In flipping through the channels one evening this past week, I landed briefly on a TV show about the Universe that included a sequence that alternated between shots of a beach and of the stars. The commentator made the point that there are more stars in the universe than there are grains of sand on all of the beaches of Earth. It has become a commonplace truism that we cannot imagine the greatness of the Universe nor can we really comprehend out utter smallness in it.

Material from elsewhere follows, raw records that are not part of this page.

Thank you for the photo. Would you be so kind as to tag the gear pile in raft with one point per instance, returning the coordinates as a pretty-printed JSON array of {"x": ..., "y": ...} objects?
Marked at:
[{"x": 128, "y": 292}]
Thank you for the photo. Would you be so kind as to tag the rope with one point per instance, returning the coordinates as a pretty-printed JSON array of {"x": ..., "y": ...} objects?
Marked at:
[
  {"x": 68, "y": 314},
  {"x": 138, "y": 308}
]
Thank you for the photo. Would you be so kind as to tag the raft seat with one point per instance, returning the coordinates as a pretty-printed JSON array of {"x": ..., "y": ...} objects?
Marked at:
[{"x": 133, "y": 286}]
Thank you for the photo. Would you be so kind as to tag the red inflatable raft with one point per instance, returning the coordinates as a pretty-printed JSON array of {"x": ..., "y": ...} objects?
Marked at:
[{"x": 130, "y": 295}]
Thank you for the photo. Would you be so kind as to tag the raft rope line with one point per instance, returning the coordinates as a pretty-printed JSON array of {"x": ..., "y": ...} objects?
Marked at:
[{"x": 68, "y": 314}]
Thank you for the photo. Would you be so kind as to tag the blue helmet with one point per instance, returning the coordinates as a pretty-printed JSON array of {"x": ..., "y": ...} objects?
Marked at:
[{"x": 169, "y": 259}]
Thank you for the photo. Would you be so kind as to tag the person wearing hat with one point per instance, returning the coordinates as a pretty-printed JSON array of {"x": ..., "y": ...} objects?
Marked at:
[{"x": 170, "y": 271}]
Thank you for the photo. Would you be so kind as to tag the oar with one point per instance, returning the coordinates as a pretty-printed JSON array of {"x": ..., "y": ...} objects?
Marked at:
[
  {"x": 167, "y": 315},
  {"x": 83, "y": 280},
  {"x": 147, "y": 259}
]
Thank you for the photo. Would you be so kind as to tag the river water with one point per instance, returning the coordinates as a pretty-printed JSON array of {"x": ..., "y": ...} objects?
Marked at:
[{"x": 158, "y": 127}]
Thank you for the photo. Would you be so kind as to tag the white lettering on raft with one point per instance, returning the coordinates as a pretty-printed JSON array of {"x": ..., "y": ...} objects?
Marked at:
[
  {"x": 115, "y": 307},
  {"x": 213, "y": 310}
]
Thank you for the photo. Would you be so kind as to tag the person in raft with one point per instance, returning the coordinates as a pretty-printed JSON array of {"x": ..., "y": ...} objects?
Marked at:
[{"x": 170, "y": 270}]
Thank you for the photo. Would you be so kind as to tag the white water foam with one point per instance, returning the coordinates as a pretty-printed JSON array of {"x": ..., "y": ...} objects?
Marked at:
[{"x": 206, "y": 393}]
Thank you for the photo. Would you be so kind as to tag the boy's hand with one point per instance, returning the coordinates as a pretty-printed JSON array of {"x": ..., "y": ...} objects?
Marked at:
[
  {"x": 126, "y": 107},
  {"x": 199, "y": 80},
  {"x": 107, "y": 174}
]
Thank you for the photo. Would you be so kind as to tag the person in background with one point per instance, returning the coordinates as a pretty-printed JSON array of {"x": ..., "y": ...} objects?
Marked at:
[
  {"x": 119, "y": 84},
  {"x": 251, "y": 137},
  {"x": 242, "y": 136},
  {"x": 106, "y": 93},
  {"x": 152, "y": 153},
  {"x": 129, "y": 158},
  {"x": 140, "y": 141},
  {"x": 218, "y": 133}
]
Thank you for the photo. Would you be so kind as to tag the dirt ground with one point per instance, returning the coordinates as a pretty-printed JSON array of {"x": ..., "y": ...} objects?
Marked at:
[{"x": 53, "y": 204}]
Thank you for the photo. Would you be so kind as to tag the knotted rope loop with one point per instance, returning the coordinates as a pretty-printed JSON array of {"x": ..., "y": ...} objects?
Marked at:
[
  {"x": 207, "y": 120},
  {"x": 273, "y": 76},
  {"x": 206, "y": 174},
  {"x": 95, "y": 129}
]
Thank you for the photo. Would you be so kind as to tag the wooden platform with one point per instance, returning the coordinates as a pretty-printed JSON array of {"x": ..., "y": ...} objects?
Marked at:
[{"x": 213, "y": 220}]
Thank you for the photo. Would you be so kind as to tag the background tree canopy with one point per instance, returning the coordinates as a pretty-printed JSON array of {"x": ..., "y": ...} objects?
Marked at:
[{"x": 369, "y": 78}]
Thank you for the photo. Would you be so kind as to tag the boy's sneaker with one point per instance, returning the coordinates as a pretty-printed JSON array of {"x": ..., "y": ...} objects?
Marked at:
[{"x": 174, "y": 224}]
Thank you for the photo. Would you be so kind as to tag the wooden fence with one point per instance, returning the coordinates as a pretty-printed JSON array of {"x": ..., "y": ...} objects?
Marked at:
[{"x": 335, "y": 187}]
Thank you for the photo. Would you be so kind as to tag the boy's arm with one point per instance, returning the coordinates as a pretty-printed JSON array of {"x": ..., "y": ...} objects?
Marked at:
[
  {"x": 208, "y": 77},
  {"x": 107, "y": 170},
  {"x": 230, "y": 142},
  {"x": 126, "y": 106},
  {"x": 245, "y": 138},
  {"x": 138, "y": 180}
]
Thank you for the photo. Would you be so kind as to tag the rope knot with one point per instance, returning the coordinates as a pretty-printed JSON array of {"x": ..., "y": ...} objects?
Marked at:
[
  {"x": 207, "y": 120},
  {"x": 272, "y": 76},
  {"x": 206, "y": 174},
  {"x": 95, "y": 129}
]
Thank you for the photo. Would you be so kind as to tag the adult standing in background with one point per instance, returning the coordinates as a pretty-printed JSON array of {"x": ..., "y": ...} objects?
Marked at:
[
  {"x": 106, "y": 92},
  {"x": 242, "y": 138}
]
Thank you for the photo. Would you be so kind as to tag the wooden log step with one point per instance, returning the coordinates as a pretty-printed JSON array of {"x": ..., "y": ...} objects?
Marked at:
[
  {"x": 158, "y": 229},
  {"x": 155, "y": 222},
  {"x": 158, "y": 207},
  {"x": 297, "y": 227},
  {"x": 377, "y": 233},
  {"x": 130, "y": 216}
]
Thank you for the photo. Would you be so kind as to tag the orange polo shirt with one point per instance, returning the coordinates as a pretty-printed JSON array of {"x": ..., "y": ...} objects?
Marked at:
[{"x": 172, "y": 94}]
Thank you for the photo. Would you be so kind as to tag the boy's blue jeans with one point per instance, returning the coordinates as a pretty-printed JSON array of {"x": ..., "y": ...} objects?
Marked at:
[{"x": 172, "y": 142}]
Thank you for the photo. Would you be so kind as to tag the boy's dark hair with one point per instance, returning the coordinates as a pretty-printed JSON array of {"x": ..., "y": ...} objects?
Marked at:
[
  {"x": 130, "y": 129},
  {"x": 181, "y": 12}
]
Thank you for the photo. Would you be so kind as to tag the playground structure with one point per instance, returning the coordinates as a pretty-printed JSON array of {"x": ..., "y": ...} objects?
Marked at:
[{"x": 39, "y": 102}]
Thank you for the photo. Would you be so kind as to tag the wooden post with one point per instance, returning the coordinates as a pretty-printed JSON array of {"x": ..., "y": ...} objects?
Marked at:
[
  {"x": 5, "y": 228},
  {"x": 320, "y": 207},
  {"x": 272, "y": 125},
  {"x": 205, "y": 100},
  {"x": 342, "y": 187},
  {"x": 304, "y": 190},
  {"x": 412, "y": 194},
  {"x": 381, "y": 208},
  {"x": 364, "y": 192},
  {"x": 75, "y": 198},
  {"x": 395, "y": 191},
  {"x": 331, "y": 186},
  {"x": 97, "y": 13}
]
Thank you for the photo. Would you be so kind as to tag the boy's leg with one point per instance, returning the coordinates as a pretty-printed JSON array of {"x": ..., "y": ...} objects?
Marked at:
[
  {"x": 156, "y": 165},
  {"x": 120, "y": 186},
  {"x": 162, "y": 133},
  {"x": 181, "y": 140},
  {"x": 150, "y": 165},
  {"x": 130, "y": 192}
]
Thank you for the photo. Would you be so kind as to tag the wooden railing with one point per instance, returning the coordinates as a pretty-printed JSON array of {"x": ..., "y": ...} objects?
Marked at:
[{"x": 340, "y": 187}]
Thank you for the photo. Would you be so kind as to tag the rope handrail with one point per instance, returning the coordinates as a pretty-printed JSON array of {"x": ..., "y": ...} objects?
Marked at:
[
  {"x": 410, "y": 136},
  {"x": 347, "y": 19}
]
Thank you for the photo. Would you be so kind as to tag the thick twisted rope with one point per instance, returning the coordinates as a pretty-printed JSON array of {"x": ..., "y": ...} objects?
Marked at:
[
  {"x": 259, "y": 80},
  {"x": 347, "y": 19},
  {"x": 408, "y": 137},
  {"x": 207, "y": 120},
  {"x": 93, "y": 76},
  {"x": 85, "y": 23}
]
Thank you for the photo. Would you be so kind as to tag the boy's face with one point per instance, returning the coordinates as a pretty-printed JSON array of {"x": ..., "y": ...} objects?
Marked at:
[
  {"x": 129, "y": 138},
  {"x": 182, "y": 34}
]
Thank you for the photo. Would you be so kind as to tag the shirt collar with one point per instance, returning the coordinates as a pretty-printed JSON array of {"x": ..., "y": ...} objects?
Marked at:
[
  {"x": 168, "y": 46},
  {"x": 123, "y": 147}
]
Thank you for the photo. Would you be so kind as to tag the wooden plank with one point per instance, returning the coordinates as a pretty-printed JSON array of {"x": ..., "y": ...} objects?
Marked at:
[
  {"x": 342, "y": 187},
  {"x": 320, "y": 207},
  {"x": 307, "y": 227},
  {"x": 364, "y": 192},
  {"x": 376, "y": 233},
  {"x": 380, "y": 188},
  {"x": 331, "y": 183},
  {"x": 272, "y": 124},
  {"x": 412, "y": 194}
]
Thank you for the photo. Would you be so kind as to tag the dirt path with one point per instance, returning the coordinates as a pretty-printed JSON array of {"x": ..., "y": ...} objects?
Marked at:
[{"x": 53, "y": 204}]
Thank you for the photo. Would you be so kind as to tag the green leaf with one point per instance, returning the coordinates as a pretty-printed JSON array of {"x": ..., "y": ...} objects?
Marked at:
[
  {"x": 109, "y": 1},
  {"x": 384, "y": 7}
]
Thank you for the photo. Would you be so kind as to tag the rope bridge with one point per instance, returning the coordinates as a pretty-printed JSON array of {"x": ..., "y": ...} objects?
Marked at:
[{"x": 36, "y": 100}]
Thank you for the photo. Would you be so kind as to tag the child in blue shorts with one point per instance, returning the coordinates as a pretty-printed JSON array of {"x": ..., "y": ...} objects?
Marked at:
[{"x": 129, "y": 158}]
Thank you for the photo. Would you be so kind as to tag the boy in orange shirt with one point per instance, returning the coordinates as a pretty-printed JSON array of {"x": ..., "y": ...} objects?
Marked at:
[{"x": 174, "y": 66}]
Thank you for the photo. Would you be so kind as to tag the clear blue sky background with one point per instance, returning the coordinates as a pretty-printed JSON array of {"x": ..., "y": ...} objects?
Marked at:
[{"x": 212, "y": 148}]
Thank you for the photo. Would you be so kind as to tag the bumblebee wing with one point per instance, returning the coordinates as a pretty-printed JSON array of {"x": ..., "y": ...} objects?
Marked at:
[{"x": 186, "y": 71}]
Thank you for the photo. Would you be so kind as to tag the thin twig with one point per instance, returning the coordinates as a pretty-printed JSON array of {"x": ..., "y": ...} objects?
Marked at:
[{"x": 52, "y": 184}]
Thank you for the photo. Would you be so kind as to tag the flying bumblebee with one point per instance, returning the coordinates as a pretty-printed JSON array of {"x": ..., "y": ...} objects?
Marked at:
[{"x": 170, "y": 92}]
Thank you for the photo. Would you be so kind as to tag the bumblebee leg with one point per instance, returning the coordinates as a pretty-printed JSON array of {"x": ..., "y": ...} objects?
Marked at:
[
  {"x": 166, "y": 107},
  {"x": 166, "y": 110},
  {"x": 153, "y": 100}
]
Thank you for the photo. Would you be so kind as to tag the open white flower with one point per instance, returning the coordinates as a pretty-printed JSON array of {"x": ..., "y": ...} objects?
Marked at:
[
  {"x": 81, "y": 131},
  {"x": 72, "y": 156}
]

That being said, it is impossible to believe that Earth is the only planet on which life lives. It is impossible to believe that we are the only intelligent species in all of that Great Expanse. So great is the size of the Universe that we may never meet another intelligent species, but it wouldn't be wise to be on it. And it is impossible to believe that the God of traditional thinking is real or could be the creator of the Universe. The God of the Bible is inevitably too tiny because "he" is only as large as the imagination of ancient peoples who lived in a tiny, tiny Earth-centered little bitty universe hardly larger than Earth itself. The Creator God of the Bible is a God of immense but imaginable power while the Creator God of the Universe necessarily stands outside of time, space, and all imagining.
A crucial task of theology today is to catch up with our modern knowledge of the reality of the Universe. Astronomy and quantum physics are key sources of revelation about the nature of God the Beyond. Biology, meanwhile, provides insights into the evolutionary ways of God the Beyond that bring us back to the Presence of God in our teeny tiny little lives. In light of all of this, we have to recalibrate our understanding of the person of Christ and the meaning of Incarnation. What exciting times we live in! and scary.